This has been a favourite dish of ours for a quick healthy lunch ever sibnce we first ate Laab in Korat back 20 some years ago. Laab, sometimes spelled Larb, is a common dish in Issan-North East Thailand as well as in Laos.
It can be made with minced chicken or pork, but I usually use minced chicken meat. When it comes to salad-as-meal, few culinary cultures have it over
Thailand, where salads often reach main-course status as a complete meal.
This salad combines the flavour and texture of minced meat with the flavour of toasted rice and fresh Thai herbs.

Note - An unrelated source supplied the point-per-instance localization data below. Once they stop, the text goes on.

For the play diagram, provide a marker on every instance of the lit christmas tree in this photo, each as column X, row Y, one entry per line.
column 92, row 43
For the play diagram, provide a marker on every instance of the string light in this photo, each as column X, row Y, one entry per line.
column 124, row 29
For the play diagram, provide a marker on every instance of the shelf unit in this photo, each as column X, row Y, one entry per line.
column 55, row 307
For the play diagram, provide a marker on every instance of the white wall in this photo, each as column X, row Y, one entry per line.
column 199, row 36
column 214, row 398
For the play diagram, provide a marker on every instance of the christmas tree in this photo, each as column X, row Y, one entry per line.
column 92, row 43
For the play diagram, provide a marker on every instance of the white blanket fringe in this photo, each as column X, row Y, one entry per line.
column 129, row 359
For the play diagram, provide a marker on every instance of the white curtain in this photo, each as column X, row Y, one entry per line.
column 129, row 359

8 ounces boneless, skinless chicken meat, breast or thigh (or pork)
Juice of 2 limes
1 tablespoon peanut oil
Dried Thai roasted red chile flakes, or fresh minced Thai Chiles to taste
2 tablespoons Thai fish sauce (nam pla)
2 shallots, thinly sliced
2 green onions
1 Stalk lemon grass, bottom portion minced
3 Kaffir lime leaves, chiffonade
6 sprigs fresh cilantro
6 sprigs fresh mint
1 tablespoon raw white sticky rice
Mixed baby greens, romaine, or Nappa cabbage
Mince the raw chicken. You can cut it into chunks and process it
in the food processor (steel blade)or whack with two meat clevers quickly until minced. Boneless pork loin or tenderloin may be substituted.
Place the chopped meat in a bowl and mix it well with about half of the lime juice.

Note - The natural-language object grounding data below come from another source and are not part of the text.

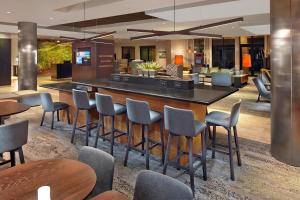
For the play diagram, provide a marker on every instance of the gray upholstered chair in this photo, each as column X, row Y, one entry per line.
column 221, row 79
column 181, row 122
column 12, row 138
column 106, row 107
column 103, row 164
column 49, row 106
column 262, row 90
column 155, row 186
column 229, row 122
column 82, row 102
column 138, row 112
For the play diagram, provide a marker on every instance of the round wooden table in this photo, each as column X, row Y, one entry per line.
column 110, row 195
column 8, row 108
column 68, row 179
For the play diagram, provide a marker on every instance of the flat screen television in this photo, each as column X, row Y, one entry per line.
column 83, row 57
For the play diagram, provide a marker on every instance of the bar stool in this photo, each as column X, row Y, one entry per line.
column 106, row 107
column 181, row 122
column 82, row 102
column 12, row 139
column 49, row 106
column 228, row 121
column 138, row 112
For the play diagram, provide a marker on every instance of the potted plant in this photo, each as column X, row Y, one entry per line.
column 153, row 67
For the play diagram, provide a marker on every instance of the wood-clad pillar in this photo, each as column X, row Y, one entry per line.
column 27, row 42
column 285, row 65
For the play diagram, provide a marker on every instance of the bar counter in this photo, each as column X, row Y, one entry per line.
column 196, row 99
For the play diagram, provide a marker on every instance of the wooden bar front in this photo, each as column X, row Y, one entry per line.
column 156, row 104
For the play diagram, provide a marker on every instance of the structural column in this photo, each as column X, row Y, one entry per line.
column 285, row 65
column 27, row 42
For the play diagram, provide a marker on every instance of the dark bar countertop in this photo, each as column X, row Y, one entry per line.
column 201, row 94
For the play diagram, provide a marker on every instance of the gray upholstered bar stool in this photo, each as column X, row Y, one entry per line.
column 155, row 186
column 49, row 106
column 181, row 122
column 228, row 121
column 12, row 138
column 138, row 112
column 82, row 102
column 106, row 107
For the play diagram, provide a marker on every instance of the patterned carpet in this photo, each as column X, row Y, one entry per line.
column 260, row 177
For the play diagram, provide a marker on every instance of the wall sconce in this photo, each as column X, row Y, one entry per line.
column 179, row 59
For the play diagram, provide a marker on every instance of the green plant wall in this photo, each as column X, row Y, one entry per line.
column 53, row 53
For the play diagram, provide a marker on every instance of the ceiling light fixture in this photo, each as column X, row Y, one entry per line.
column 155, row 33
column 90, row 38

Heat the oil in a nonstick skillet or a wok, add the dried Thai chiles, and briefly cook the chopped meat. It should just cook through, losing its pink colour but remaining moist and tender.
Pace the meat aside to cool. Drain off any excess fat.

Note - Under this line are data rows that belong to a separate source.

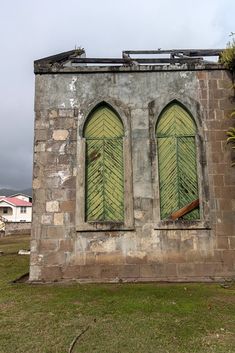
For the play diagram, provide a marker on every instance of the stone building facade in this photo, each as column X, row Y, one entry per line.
column 137, row 239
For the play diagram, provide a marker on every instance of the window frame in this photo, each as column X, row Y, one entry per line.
column 23, row 209
column 81, row 224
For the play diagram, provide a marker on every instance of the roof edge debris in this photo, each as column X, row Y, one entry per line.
column 76, row 61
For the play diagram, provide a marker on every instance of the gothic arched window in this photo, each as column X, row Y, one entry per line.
column 104, row 167
column 177, row 161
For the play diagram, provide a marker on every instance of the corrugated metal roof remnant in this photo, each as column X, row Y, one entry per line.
column 75, row 60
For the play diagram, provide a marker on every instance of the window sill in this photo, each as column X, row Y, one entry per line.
column 182, row 225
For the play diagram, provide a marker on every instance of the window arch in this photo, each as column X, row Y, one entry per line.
column 104, row 167
column 177, row 161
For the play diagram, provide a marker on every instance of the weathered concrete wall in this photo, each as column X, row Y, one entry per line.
column 17, row 228
column 147, row 248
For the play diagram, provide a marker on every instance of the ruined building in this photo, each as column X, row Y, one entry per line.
column 132, row 174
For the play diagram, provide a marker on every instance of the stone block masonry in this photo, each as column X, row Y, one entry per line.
column 142, row 246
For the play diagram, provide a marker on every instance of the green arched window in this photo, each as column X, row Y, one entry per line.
column 104, row 170
column 177, row 162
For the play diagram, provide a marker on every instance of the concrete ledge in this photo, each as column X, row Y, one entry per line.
column 17, row 228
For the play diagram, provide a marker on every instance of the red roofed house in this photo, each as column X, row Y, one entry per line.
column 16, row 209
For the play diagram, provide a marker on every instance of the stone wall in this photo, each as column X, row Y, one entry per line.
column 17, row 228
column 64, row 246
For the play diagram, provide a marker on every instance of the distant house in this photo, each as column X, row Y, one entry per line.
column 16, row 208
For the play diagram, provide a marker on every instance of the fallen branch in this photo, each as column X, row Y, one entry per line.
column 76, row 339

Mix together the remaining lime juice and the fish sauce, and stir it into the meat.
Chop the shallot, green onions, cilantro and mint.
Stir the chopped shallots and green onions in with the meat. Add about
half of the chopped cilantro and mint, setting the rest aside.
Toast the raw sticky (glutinious)white rice in a small dry skillet over medium-high heat until it turns golden brown, stirring it frequently and keeping a
close eye on it so it doesn't scorch. As soon as it is evenly browned, pour it out of the skillet into a small mortar, and grind it with a pestle until it's a crunchy powder or grind in clean coffee grinder. Stir about half of this into the meat mixture and set the rest aside.
Note: I usually do a larger amount of this toasted rice and keep on hand in a glass jar to use in various Thai dishes.
Wash, spin dry and roughly shred enough romaine lettuce and/or
Nappa cabbage to make a good-size salad, or use a baby greens mixture.
Place this salad mix into a large ooden slad bowl. Top with the meat mixture, and garnish with the reserved cilantro, mint and toasted rice.
Serve, with extra sauce such as nam pla phrik on the side, and steamed
rice if you like. Often Sticky Rice is served on the side for Laab. You take small amounts of the rice and form small balls of rice which you poip intoyour bowl between bites of the laab. This will make for a heavy lunch and you will be wanting a nap as they take in Thailand after such a meal.
We usually forego the rice unless it is for an evening meal.